Approaching Gourey, we stumbled on two most interesting bits of antiquity. On the hill near the coast is a very fine Poquelaye in a rough field near the warren. An oval of twenty-one stones—fourteen within, in two rows, supporting three large horizontals, one fifteen feet long and ten and a half broad, and weighing eighty tons. Near the Parc de la belle Fontaine a very quaint old house stands in an orchard. Its turret staircase, La Tourelle, is especially curious, but we cannot find it described.
MOUNT ORGUEIL CASTLE
And here below us on a shallow bay is the quaint little town of Gourey, the third ville of importance; its church perched on the brow—large dark blocks lying around its little haven—one, l’Ecquiercriere, standing out the most eastern point of the islet. Above all, the magnificent, though now dismantled fortress of Mount Orgueil is towering aloft on its rock, fully illustrating its proud title. It is a perfect subject for the pencil, and is replete with historical associations. It was an especial object with King John. In the reigns of Henry VI. and Edward IV. the Count de Maulevrier seized Mount Orgueil and half Jersey for Henry, while Carteret of Grosnez, Seigneur of St. Ouen, held the rest for Edward. In its dungeon were imprisoned by De Carteret the two Bandinels; one, in trying to escape, was killed on the rocks; the other went mad. It was the prison of Prynne, who here wrote his thoughts and Rhymes on the castle, which he dedicated to—
“Sweet Mistress Douce, fair Margaret,
Prime flower of the house of Carteret.”
As we mount the immense flight of steps, we come on the door through which Charles II. passed to the cliffs where the boat was moored that wafted him to France. He had fled hither to Jersey from St. Mary’s in Scilly, as more remotely secure. Near this is the crypt—one of the most eccentric bits of antique masonry which we have seen—and opposite is the court in which was discovered the effigy of the Virgin Mary; and onwards yawns the tower dungeon deep and dark. There are Roman bits of masonry still in the walls. Near the gate are stone benches, once the seat of judges, and close by beams for the suspension of those whom they condemned. From the keep the Cathedral of Coutances is distinct in a clear atmosphere.

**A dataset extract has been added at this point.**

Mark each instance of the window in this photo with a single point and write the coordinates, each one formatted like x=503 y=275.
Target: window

On the rocky beach of Grouville bay, a profusion of vraich is often deposited. The sand hillocks are covered by long grass, and the eryngo here blooms beautifully. The oyster bank, for which Gourey is famous, is spread two miles off the bay. The rocky ledge of sienite which underlies the schist of all this south-east point fringes the whole south-eastern angle, and is defended by a formal range of martellos—La Roque at the point, and Seymour tower stands in the midst of the waves.
And near La Roque, or Rocbert, is the Rock of the Hag, and this is the legend of the rock:—
There was a very beautiful Madeleine and there was a young fisher named Hubert, who loved her; but he was inveigled by the witches, and charmed into aversion to her. The heroine in despair, with a cross in her hand, incurred the perils of storm and billows to save him from these spells, and as a memento of her happy success, there is the Point du Pas, the “footstep of the virgin,” to this day.